Check out forums on moneysavingexpert.com for advice, or of course Citizens Advice Beurough (however you spell it lol).

I would guess, if it was a trade sale, that it's not fit for purpose, and you should be entitled to a repair without any cost to you? 

Anyone else able to help this chap out with advice guys?


----------



## johnnyguitar (Mar 24, 2010)

I would have thought so or you would be able to reject the car. Talk to Consumer Direct - there will probably be a template for a letter on their website. If you had bought the car on finance, then I think the finance company are also jointly responsible with the dealer who sold you the car, but I don't know where you stand with a personal loan. Again, talk to Consumer Direct for advice.


----------



## bigmc (Mar 22, 2010)

You have a 6 month warranty by law now, it's statutory. Ask for clarification of the MOT problem, if it comes back dodgy demand a refund immediately. As for the turbo, if it's only four months old it should be covered by whomever did the work.


----------



## Waxamomo (Jun 18, 2008)

Check this thread out:

http://www.detailingworld.co.uk/forum/showthread.php?t=185450&highlight=volvo

at the bottom of the first post is a link to check the cars MOT history, if it has indeed been clocked, you can give the car back and get your money back.


----------



## robj20 (Jan 20, 2009)

Bet they have been clocking the car, get your money back and report them to VOSA.


----------



## dominic84 (Jan 27, 2007)

It sounds a bit dodgy that at first they wanted to fob you off with £100, but then when you mentioned the mileage issue they said "we'll sort it all out".


----------



## -damon- (Aug 19, 2010)

chances are if it was a lease car it will have been clocked and proberly had a very hard life,not to sure about 6 months but i know you definatly get 3 months warranty by law.take it back and demand a refund otherwise take them to court


----------



## o2simo20 (Jun 8, 2010)

right, sry i haven't provided a update to this post since like last week.

the showroom have provided me with a 'rental' (it's a fiesta on a 52 plate with no cd/ stereo lol) and have said that the turbocharger will be replaced with a reconditioned one, with a 30 day warranty.

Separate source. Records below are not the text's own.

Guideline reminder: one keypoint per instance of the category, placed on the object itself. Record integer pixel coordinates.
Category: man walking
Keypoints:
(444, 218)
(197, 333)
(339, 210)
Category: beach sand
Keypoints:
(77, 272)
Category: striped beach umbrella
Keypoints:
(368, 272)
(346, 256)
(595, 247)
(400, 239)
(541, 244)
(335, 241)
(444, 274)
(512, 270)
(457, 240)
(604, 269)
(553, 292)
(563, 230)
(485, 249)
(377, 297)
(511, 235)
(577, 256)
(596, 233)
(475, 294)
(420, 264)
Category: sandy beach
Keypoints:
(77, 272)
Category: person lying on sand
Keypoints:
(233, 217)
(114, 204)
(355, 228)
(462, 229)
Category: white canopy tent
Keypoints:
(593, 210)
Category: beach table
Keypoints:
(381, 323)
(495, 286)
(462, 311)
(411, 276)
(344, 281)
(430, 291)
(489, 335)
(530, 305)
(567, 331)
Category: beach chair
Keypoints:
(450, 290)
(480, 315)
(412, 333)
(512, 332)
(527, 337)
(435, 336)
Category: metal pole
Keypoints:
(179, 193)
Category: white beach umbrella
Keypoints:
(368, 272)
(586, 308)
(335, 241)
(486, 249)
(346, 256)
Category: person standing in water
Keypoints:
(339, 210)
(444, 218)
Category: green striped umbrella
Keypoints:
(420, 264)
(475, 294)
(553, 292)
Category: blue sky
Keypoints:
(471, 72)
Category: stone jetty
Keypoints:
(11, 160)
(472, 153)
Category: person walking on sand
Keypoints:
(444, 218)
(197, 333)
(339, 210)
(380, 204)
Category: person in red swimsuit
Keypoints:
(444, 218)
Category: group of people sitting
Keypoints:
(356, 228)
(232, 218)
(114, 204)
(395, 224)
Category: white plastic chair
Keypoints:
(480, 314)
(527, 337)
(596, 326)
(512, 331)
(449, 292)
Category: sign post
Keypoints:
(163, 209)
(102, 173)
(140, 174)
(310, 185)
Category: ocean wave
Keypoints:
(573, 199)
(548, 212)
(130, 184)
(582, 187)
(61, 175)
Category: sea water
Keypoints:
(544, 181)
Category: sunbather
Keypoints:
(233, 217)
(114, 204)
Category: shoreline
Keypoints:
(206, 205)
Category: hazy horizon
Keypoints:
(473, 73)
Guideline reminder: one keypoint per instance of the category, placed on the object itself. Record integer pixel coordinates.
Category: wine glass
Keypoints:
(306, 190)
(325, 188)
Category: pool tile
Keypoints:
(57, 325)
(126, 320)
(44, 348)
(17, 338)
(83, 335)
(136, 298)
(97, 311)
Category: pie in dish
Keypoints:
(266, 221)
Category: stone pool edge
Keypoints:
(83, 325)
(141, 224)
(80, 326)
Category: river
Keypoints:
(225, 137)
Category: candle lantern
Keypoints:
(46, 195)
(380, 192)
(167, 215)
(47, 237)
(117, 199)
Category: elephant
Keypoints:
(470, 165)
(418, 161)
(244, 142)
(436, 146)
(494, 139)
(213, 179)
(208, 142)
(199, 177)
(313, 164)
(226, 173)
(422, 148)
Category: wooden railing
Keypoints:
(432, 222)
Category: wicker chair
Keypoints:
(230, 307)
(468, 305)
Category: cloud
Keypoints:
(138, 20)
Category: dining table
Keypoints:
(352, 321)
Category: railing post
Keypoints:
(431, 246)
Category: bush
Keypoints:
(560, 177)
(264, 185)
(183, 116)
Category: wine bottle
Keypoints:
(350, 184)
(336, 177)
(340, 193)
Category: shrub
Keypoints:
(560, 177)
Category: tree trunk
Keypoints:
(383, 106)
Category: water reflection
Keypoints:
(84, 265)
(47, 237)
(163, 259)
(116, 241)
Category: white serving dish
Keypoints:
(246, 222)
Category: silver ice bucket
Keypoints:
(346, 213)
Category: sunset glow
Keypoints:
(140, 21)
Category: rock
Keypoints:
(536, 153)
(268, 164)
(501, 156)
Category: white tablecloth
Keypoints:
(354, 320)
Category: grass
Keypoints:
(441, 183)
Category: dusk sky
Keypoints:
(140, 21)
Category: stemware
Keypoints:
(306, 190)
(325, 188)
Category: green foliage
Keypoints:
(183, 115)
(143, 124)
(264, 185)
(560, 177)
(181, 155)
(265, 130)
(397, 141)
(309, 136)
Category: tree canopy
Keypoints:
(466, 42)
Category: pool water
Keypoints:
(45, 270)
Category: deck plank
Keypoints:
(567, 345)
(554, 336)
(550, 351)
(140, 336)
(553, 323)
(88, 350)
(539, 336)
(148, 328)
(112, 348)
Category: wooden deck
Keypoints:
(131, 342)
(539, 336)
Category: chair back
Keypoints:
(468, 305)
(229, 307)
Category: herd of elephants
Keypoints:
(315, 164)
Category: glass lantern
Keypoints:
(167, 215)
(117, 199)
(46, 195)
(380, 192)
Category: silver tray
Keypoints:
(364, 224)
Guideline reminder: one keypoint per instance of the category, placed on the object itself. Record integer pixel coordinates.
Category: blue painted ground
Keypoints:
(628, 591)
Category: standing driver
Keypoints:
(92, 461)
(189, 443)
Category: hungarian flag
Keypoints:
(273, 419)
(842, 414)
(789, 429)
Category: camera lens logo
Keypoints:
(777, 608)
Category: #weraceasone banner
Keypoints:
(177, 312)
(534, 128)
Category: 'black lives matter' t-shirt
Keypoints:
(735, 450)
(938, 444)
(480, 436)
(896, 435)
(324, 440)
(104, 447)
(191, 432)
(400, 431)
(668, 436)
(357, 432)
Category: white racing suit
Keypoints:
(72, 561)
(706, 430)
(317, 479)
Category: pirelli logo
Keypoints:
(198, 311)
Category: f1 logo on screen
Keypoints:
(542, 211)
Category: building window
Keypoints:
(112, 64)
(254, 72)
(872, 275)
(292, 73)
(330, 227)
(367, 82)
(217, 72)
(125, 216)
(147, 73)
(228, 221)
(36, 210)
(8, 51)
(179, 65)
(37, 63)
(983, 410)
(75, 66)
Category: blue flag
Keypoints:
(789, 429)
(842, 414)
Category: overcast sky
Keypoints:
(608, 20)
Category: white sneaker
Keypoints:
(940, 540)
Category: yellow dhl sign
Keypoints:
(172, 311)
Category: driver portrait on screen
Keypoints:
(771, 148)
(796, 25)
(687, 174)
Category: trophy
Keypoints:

didn't sign nothin' for the rental, and got nothin' but the key, no paperwork etc.

still not sure what to do tbh, consumer direct said that because it's less than £5k i can't claim legal expenses if i take it to small claims etc.

let the showroom sort it and keep the vehicle?


----------



## johnnyguitar (Mar 24, 2010)

When they say you can't claim legal expenses, do they mean you won't be awarded the costs of taking the garage to court? If you register the claim online I think it costs less than £200, but I don't know what other expenses are involved if any.


----------



## robj20 (Jan 20, 2009)

I would be asking for a full refund nothing less, wouldn't want a car with a dodgy past.


----------



## craig06typer (Oct 11, 2008)

Get your money back mate, sounds dodgy to me!


----------